Ce carnet a été exposé en octobre 2006 lors de notre biennale avec la généalogie d'Anatole, cependant pour perpétuer la mémoire d'Anatole, je voudrais vous en transmettre une copie »

Hervé BOUVE

 

Merci aussi à Gilles.

 

 

Notes

 

Anatole BOUVE était du 110ème régiment d'infanterie. Il était instituteur et il donc lieutenant de réserve. Il est inscrit sur le monument aux morts de Coudekerque-Branche (59), ainsi que son fils Emile BOUVE, mort en 1940.

Ils sont morts tous les deux au même âge (27 ans).

 

Il a été affecté au 33e RI (Arras) dès le début de la mobilisation, puis transféré au 110e RI, le 24/09/1914 comme il le dit dans son carnet. Ces 2 régiments composaient la 2ème division d’infanterie, avec le 8e et 73e RI

 

 

 

Carnet à remettre à la famille de M BOUVE Anatole lieutenant de réserve au 110e régiment d’infanterie de Dunkerque

A adresser à Mme BOUVE SWYNGHEDAUW institutrice à Coudekerque-Branche (Nord) épouse du lieutenant instituteur – Officier de réserve.

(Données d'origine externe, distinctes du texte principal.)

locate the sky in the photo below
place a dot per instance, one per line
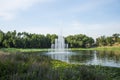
(93, 18)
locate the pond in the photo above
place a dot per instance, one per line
(89, 57)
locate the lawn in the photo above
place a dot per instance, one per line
(35, 67)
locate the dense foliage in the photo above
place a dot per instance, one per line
(108, 41)
(28, 40)
(12, 39)
(35, 67)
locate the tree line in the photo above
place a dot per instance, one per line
(13, 39)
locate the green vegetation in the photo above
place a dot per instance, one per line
(35, 67)
(106, 48)
(19, 50)
(28, 40)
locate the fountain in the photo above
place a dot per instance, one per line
(59, 50)
(59, 45)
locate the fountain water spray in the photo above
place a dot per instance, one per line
(59, 45)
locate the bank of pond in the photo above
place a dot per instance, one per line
(34, 66)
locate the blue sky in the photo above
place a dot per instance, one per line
(91, 17)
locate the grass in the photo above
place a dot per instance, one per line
(35, 67)
(109, 48)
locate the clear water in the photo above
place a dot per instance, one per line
(104, 58)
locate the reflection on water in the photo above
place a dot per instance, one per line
(105, 58)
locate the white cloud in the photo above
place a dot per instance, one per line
(9, 8)
(88, 5)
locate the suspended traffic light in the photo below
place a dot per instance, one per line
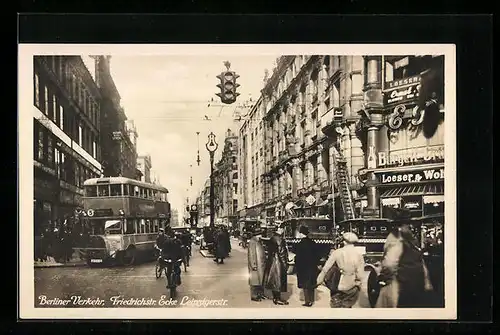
(228, 87)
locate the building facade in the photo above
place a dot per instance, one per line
(226, 181)
(301, 97)
(251, 161)
(144, 165)
(118, 135)
(334, 130)
(66, 148)
(403, 123)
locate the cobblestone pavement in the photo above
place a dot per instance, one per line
(204, 279)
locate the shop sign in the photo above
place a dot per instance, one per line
(411, 156)
(415, 204)
(412, 177)
(402, 95)
(403, 82)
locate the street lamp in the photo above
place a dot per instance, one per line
(211, 148)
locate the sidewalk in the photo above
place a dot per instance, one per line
(74, 262)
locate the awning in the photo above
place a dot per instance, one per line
(433, 199)
(323, 203)
(413, 190)
(301, 203)
(111, 223)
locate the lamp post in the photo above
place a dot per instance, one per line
(211, 148)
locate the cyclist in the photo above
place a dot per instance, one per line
(171, 251)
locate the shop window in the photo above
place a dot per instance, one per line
(41, 144)
(46, 101)
(116, 190)
(36, 92)
(91, 191)
(103, 190)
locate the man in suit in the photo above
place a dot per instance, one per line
(256, 264)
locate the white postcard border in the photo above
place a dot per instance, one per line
(25, 172)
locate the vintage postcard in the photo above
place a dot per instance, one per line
(237, 181)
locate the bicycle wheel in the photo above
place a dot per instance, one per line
(158, 271)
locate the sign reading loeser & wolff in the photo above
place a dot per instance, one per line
(412, 177)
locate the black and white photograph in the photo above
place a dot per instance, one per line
(237, 181)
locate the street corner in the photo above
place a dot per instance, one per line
(55, 264)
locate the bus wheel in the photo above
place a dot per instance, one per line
(372, 287)
(128, 257)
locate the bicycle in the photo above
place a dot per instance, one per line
(159, 267)
(173, 275)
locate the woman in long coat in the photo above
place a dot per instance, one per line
(275, 274)
(306, 263)
(256, 265)
(403, 275)
(222, 244)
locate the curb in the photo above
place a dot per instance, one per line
(60, 265)
(206, 254)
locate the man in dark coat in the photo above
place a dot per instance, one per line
(275, 273)
(222, 245)
(306, 262)
(256, 264)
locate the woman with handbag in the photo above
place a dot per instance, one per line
(403, 276)
(343, 271)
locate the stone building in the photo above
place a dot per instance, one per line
(144, 165)
(251, 161)
(118, 134)
(226, 181)
(66, 124)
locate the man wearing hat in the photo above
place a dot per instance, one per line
(351, 265)
(306, 262)
(275, 274)
(256, 264)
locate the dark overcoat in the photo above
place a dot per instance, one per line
(222, 244)
(256, 262)
(306, 263)
(275, 274)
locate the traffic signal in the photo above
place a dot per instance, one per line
(194, 216)
(228, 87)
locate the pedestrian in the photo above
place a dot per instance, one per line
(256, 265)
(350, 264)
(306, 263)
(275, 273)
(403, 276)
(221, 246)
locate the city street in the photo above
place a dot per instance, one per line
(203, 280)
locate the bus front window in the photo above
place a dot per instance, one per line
(103, 190)
(91, 191)
(116, 190)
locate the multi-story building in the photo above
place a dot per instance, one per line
(226, 181)
(403, 135)
(118, 135)
(174, 221)
(66, 148)
(144, 165)
(251, 165)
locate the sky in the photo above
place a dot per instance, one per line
(168, 99)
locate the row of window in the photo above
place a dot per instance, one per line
(46, 100)
(67, 168)
(119, 190)
(127, 226)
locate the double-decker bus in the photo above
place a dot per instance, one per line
(122, 217)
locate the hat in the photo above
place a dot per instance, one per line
(350, 237)
(304, 230)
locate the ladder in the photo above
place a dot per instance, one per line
(342, 176)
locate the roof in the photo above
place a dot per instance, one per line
(372, 220)
(123, 180)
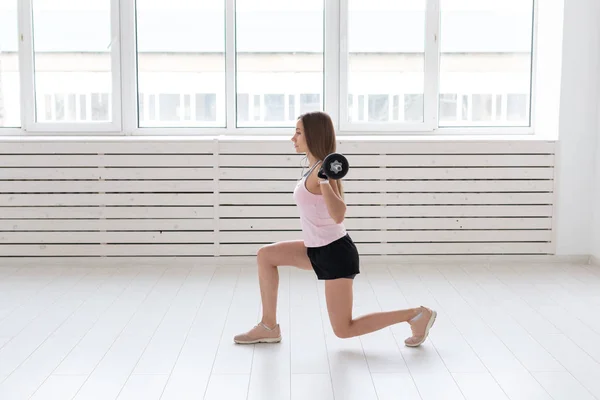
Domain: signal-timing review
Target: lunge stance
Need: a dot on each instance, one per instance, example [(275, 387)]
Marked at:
[(326, 248)]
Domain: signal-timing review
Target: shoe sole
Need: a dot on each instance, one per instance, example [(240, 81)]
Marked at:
[(265, 340), (427, 328)]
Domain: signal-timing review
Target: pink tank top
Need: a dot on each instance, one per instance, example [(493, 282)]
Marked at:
[(318, 228)]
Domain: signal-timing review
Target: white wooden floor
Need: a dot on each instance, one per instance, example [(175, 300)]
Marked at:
[(503, 332)]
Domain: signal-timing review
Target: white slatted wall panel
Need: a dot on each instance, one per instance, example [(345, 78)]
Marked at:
[(226, 198)]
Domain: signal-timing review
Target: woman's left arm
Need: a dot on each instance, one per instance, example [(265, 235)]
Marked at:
[(335, 205)]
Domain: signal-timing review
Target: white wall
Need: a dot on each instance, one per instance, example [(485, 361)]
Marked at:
[(578, 128), (595, 245)]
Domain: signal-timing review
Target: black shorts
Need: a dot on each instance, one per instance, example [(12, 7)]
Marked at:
[(338, 259)]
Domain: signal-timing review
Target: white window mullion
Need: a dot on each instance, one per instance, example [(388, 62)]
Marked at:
[(343, 66), (230, 64), (26, 64), (332, 101), (27, 60), (432, 63), (115, 49), (128, 67)]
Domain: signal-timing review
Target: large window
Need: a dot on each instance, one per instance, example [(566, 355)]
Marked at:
[(485, 57), (279, 60), (74, 63), (386, 60), (181, 63), (254, 66), (10, 100)]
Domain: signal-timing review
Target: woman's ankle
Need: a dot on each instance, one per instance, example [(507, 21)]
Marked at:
[(269, 323)]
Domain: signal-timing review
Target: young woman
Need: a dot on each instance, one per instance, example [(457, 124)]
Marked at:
[(326, 248)]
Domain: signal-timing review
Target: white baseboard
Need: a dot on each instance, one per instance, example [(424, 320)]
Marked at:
[(251, 260)]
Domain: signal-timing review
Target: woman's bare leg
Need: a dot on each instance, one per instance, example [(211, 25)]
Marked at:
[(339, 305), (269, 258)]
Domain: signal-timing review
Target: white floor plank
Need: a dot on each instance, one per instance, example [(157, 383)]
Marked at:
[(521, 386), (166, 332), (395, 386), (434, 386), (562, 386), (311, 386), (59, 387), (475, 386), (227, 386), (143, 387)]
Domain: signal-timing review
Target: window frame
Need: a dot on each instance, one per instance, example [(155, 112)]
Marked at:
[(125, 121), (28, 94)]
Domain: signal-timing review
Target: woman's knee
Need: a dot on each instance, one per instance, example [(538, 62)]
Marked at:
[(263, 254), (343, 330)]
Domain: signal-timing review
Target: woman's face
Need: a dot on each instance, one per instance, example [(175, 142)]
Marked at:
[(299, 138)]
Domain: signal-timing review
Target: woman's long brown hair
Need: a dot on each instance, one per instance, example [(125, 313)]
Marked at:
[(320, 137)]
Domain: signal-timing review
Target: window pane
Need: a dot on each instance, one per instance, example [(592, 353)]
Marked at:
[(206, 107), (386, 45), (181, 59), (413, 107), (482, 107), (10, 101), (310, 102), (72, 54), (243, 107), (279, 50), (448, 103), (274, 107), (495, 60), (379, 107)]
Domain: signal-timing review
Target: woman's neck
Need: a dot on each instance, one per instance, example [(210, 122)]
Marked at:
[(311, 159)]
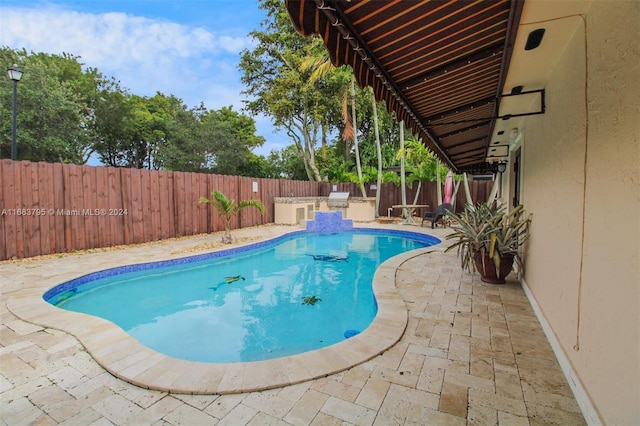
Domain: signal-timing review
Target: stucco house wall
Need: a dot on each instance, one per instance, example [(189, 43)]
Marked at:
[(581, 181)]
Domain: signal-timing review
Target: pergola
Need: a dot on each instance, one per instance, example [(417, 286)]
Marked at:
[(439, 65)]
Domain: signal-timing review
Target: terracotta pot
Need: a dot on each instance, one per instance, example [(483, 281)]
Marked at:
[(487, 269)]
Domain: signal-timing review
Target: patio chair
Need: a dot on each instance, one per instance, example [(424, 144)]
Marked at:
[(438, 215)]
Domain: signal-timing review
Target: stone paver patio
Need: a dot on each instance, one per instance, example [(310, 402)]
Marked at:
[(472, 353)]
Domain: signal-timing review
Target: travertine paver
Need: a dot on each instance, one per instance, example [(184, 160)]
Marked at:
[(472, 353)]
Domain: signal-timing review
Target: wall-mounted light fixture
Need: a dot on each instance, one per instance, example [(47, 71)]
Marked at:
[(534, 39), (502, 167)]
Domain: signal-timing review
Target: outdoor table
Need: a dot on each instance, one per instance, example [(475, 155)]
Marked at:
[(410, 209)]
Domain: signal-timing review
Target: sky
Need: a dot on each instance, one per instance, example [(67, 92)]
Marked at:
[(186, 48)]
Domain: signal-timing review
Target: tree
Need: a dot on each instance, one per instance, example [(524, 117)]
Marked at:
[(55, 107), (279, 89), (228, 208)]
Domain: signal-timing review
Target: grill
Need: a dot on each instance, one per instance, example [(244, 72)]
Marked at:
[(338, 200)]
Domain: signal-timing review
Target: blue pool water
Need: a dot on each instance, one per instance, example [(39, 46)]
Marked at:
[(297, 293)]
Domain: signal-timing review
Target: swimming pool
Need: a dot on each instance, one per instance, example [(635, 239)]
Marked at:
[(297, 293)]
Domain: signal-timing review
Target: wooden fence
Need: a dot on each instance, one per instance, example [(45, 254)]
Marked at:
[(54, 208)]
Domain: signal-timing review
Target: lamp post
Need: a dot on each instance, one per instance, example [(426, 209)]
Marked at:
[(15, 74)]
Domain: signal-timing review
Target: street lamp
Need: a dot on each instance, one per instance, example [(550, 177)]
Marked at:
[(15, 74)]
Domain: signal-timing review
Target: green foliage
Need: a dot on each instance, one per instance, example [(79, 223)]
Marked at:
[(54, 109), (67, 113), (227, 208), (487, 228)]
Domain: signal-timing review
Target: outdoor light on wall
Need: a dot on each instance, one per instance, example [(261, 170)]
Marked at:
[(502, 167), (534, 39), (15, 74)]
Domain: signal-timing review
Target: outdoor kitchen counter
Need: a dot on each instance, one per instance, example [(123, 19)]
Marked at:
[(293, 210)]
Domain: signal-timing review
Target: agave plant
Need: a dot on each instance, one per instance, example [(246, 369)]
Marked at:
[(228, 208), (489, 230)]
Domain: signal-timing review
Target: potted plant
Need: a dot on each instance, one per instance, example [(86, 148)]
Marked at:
[(489, 239)]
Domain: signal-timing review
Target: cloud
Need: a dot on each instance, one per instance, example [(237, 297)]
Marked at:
[(145, 55)]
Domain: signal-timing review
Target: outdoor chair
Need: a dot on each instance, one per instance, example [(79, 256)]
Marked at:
[(438, 215)]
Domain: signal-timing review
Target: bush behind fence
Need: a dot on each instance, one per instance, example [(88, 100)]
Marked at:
[(54, 208)]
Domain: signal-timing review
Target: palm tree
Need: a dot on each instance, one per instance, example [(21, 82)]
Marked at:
[(321, 66), (228, 208)]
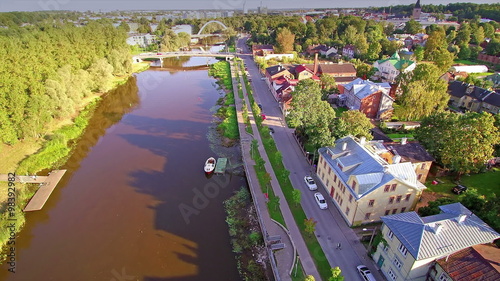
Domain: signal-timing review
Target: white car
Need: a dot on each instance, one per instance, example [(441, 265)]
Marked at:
[(310, 183), (320, 200), (365, 273)]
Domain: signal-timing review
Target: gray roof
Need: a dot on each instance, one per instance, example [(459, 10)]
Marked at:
[(442, 234), (363, 88), (363, 162)]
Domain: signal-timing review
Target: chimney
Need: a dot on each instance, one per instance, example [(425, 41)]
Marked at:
[(315, 69)]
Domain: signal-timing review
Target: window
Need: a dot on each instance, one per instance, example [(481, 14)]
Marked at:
[(443, 277), (403, 250), (397, 263), (391, 274)]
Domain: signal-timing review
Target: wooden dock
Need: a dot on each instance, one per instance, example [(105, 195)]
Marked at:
[(220, 168), (42, 195)]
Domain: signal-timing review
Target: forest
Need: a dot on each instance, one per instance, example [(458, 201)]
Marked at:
[(50, 66)]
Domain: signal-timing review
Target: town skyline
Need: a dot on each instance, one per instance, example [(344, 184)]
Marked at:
[(112, 5)]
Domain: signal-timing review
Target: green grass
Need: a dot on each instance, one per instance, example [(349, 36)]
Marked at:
[(485, 183), (398, 136)]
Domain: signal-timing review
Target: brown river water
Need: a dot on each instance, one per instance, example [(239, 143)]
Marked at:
[(135, 203)]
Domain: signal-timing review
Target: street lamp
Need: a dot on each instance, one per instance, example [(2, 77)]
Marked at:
[(371, 238)]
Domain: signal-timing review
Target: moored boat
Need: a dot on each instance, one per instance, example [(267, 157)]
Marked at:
[(210, 165)]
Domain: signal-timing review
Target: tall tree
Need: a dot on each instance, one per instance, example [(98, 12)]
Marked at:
[(423, 93), (462, 143), (285, 40)]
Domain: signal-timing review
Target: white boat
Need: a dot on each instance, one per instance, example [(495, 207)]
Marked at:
[(210, 165)]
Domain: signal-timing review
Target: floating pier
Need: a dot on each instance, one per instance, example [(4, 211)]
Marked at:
[(42, 195), (220, 168)]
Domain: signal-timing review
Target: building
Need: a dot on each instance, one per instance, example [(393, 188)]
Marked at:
[(414, 243), (472, 98), (389, 69), (262, 50), (480, 262), (141, 39), (366, 181), (371, 98), (417, 11)]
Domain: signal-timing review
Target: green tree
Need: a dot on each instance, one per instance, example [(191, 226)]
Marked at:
[(423, 93), (354, 123), (462, 143), (336, 274), (284, 41), (412, 27), (296, 196), (310, 226)]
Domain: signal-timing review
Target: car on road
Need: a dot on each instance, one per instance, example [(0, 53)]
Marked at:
[(310, 183), (459, 189), (320, 200), (365, 273)]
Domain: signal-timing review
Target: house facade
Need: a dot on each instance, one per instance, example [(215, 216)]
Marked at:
[(389, 69), (413, 243), (365, 182), (371, 98)]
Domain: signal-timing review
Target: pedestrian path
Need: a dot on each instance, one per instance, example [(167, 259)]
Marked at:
[(285, 258)]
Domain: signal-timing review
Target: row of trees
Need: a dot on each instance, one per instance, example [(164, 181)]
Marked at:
[(49, 68), (315, 117)]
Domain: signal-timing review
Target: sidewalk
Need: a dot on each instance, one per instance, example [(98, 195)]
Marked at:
[(284, 258)]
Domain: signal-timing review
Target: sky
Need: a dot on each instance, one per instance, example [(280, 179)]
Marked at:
[(111, 5)]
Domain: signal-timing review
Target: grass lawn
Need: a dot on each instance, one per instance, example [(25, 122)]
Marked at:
[(485, 183), (398, 136)]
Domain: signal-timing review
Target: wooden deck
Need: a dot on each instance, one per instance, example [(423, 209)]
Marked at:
[(42, 195)]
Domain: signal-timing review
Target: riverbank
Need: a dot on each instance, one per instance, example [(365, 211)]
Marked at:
[(30, 156)]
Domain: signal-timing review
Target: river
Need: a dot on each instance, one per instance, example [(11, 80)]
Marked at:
[(135, 203)]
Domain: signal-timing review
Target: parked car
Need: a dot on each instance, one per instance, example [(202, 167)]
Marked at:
[(320, 200), (459, 189), (365, 273), (310, 183)]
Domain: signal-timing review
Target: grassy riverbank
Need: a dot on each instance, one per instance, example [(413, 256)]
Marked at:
[(31, 155)]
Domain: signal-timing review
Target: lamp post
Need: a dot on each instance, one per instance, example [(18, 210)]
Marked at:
[(371, 238)]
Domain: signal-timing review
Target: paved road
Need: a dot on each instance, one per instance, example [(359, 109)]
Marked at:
[(331, 228)]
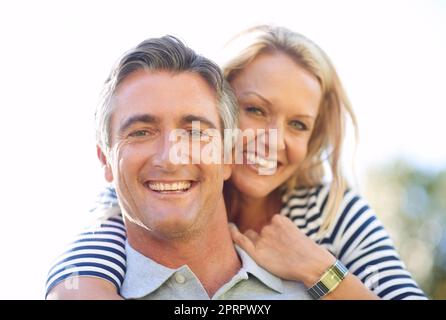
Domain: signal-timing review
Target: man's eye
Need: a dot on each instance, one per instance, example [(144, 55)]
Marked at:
[(298, 125), (196, 133), (139, 133), (255, 110)]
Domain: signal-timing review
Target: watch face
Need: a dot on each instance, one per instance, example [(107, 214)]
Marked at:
[(331, 279)]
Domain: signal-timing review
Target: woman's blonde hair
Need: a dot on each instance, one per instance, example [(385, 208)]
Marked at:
[(326, 140)]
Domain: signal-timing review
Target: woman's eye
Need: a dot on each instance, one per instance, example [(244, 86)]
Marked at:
[(298, 125), (255, 110)]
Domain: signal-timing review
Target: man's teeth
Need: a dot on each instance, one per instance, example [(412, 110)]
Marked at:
[(175, 186), (260, 161)]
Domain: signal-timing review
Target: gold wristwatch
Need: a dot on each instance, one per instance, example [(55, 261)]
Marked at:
[(329, 280)]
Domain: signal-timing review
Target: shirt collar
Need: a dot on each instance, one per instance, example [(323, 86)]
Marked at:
[(143, 275), (250, 266)]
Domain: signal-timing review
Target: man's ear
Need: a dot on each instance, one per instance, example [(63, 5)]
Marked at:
[(108, 173)]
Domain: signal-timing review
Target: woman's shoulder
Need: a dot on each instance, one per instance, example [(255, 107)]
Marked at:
[(308, 207)]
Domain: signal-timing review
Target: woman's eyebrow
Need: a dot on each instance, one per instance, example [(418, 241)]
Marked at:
[(252, 93)]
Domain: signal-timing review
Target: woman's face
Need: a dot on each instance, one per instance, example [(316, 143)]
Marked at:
[(274, 92)]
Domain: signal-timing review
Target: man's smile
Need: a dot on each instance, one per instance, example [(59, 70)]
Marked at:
[(170, 187)]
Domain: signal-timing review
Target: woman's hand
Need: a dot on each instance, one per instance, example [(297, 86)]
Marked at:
[(285, 251)]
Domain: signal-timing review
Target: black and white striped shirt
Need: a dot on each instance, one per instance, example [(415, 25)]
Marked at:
[(356, 237)]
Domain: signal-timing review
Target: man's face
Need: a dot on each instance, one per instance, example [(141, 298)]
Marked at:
[(171, 200)]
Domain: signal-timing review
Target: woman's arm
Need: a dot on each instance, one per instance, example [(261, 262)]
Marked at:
[(86, 289), (357, 238), (93, 266), (287, 252)]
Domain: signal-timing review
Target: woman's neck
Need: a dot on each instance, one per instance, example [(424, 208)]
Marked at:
[(251, 212)]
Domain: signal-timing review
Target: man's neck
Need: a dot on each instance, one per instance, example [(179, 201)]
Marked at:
[(254, 213), (210, 255)]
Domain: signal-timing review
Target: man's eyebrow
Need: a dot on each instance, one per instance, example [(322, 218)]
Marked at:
[(144, 118), (190, 117)]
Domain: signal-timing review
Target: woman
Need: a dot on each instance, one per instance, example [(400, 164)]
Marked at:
[(285, 82)]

En cas de mort, prière de me placer à part afin de pouvoir me rendre à ma famille

 

Mémoire à ma petite femme chérie et à mon fils Roger

Départ de Dunkerque le 29.

 

Vu beaucoup de gens.

Foule immense à la sortie du port, dont ma mère et sa compagnie.

Impossible de voir ma petite femme.

Arrivée à Honfleur le 31 à 4heures du soir.

Après avoir sablé le champagne avec le commandant du bateau, réception indescriptible :

Bouquets (un morceau de cocarde dans ma cartouchière).

Vins - cidre – cigares – cigarettes – gâteaux et même argent – 100 francs pour une section.

 

Le 1er septembre départ pour Pont-Audemer –

Même réception sur le trajet – étape un peu pénible à cause du soleil et des bois.

 

Le 2 septembre

Départ de Mr BRYGOO pour le feu avec 400 hommes.

 

Le 3 septembre

Nous devons nous rendre à La Rochelle en bateau par Le Havre.

Arrivée au Havre, je suis désigné pour conduire un détachement de 500 hommes pour renforcer le 110e et le 310e.

2 jours de chemins de fer (38 heures) arrivée à Rommilly le 7 au bon moment, l’ennemi est en pleine retraite.

 

Le 11

 Marche de poursuite

On n’entend plus rien sauf très loin à l’approche de la nuit, quelques coups de canons. Qu’ils en ont peur de nos 75. On raconte que partout où ils passent, ils disent « nous foutu » -

Ils se sauvent – belle matinée – à partir d’1 heure, pluie torrentielle – vent – triste temps – arrivée au cantonnement à 6 heures – 1ere fois que cela nous arrive, bon dîner – bonne nuit – les gens nous reçoivent très bien comme des sauveurs.

 

Le 12

Quel temps – pluie – vent – marche à travers champs de vigne, de betteraves, etc. …et pendant la nuit. Quelle belle manœuvre – quels canons – nous n’avons plus rien à faire –

Les 75 déblaient le terrain, nous n’avons qu’à avancer. A 9 H ½, entrée triomphale dans Reims –  Que de prisonniers ! Que nous sommes contents !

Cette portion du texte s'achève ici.